Dotplot for two segments, considering circular genomes.
"""
if sgm_i.crosses_origin():
si1, si2, f = sgm_i.split_across_origin(Li)
flip = sgm_i.strand != sgm_j.strand
sj1, sj2 = sgm_j.split_fraction(f, flip, Lj)
circular_plot(ax, si1, sj1, Li, Lj, **kwargs)
circular_plot(ax, si2, sj2, Li, Lj, **kwargs)
elif sgm_j.crosses_origin():
sj1, sj2, f = sgm_j.split_across_origin(Lj)
flip = sgm_i.strand != sgm_j.strand
si1, si2 = sgm_i.split_fraction(f, flip, Li)
circular_plot(ax, si1, sj1, Li, Lj, **kwargs)
circular_plot(ax, si2, sj2, Li, Lj, **kwargs)
else:
linear_plot(ax, sgm_i, sgm_j, **kwargs)
def dotplot(
ax,
strain_i,
strain_j,
graph,
block_color="black",
no_duplicates=False,
duplicated_color="silver",
min_length=None,
circular=True,
):
"""
Creates a dotplot comparing two paths.
Parameters:
ax (matplotlib.axes.Axes): The matplotlib axes object where the plot will be drawn.
strain_i (str): The identifier for the first path.
strain_j (str): The identifier for the second path.
graph (Graph): pangenome graph object.
block_color (str, optional): The color used for non-duplicated blocks. Defaults to "black".

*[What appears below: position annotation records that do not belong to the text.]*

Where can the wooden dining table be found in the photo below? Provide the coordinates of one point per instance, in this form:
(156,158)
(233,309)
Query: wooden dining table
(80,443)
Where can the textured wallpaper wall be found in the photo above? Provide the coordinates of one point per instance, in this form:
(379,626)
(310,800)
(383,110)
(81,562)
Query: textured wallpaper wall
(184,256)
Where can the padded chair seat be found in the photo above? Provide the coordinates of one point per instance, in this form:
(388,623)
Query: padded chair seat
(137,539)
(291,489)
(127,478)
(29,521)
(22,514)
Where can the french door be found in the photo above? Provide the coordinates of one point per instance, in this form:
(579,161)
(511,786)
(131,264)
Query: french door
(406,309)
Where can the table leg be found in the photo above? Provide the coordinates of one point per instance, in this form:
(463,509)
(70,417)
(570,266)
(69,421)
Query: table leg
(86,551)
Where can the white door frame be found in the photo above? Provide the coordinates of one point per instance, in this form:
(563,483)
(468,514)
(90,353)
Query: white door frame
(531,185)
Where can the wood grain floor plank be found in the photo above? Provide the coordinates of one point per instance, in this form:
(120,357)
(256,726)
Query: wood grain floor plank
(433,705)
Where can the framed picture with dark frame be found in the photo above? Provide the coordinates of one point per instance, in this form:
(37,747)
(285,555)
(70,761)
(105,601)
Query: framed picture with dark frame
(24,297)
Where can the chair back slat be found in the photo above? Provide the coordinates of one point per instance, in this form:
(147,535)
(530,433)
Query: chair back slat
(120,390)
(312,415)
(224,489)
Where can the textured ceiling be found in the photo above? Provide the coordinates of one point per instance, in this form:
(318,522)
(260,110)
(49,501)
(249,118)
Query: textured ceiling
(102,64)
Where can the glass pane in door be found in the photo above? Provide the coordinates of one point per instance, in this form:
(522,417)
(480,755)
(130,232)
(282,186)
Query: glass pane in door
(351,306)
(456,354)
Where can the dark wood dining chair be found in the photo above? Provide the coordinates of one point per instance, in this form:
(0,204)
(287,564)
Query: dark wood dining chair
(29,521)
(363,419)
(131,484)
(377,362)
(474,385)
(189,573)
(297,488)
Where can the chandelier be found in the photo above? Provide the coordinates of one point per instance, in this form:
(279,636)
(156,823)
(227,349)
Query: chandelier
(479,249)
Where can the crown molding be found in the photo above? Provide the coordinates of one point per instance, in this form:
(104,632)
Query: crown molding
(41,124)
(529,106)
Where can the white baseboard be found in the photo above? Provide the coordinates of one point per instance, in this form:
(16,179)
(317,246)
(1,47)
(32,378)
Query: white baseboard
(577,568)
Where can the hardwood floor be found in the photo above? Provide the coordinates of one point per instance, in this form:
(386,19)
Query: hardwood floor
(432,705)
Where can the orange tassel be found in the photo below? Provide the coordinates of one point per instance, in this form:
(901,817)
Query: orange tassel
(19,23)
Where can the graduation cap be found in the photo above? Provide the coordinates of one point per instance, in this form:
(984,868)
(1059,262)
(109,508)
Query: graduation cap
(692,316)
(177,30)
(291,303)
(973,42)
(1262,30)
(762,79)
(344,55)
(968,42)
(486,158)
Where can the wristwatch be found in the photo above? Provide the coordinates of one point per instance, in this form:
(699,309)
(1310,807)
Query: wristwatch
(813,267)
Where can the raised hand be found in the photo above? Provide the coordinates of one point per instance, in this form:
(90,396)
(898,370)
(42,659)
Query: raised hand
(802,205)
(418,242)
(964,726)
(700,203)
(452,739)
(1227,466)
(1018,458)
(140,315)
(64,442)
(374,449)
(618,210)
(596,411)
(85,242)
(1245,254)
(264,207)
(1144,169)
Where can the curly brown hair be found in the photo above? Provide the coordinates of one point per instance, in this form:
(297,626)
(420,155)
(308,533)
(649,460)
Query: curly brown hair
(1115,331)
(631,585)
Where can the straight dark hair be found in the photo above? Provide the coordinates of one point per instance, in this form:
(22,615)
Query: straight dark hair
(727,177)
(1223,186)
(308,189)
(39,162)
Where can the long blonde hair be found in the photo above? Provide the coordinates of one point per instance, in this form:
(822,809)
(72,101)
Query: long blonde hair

no_duplicates (bool, optional): If True, duplicated blocks will not be plotted. Defaults to False.
duplicated_color (str, optional): The color used for duplicated blocks. Defaults to "silver".
min_length (int, optional): Minimum length of blocks to be plotted. Defaults to None.
circular (bool, optional): If True, plots the segments in a circular layout. If False, uses a linear layout. Defaults to True.
"""
# Create block segment dictionaries for the paths
bs_i = block_segment_dictionary(graph, strain_i)
bs_j = block_segment_dictionary(graph, strain_j)
# Get the nucleotide lengths of the paths
Li = graph.paths[strain_i].nuc_len
Lj = graph.paths[strain_j].nuc_len
# Plot the segments
for bid, seg_i in bs_i.items():
if bid not in bs_j:
continue
color = block_color
seg_j = bs_j[bid]
if min_length is not None:
# optionally skip short blocks
block_len = len(graph.blocks[bid].consensus())
if block_len < min_length:
continue
if (len(seg_i) > 1) or (len(seg_j) > 1):
if no_duplicates:
continue
# color duplicated blocks in gray
color = duplicated_color
for si, sj in product(seg_i, seg_j):
if circular:
circular_plot(ax, si, sj, Li, Lj, color=color)
else:
linear_plot(ax, si, sj, color=color)
# Load the Pangraph from a JSON file
pan = pp.Pangraph.from_json("klebs_pangraph.json")
# paths to be compared
str_i, str_j = ["NZ_CP013711", "NC_017540"]
fig, ax = plt.subplots(figsize=(8, 8))
dotplot(ax, str_i, str_j, pan)
plt.tight_layout()
plt.show()
Block that are not duplicated between the two paths are displayed in black. We observe that the chromosomes differ in a large inversion.
Duplicated blocks are depicted in gray. These form a checkerboard pattern, typical of blocks that are repeated multiple times on the genome. We can get the list of most duplicated blocks using the to_blockstats_df
method:
df = pan.to_blockstats_df()
df[df["duplicated"]].sort_values("count", ascending=False).head(3)
# block_id count n_strains duplicated core len
# 3121046370622183165 101 9 True False 236
# 17902739066067298048 72 9 True False 1733
# 9722346788777533867 72 9 True False 3062
It is also easy to retrieve the consensus sequence of one of these blocks with:
b = pan.blocks[17902739066067298048]
print(b.consensus())
# TTCATCAGACAATCTGTGTGAGCACTACAAAGGCAGGTTCTTTAAGGTAAGGA...
Nucleotide blast of this sequence reveals a match with the 16S ribosomal RNA gene.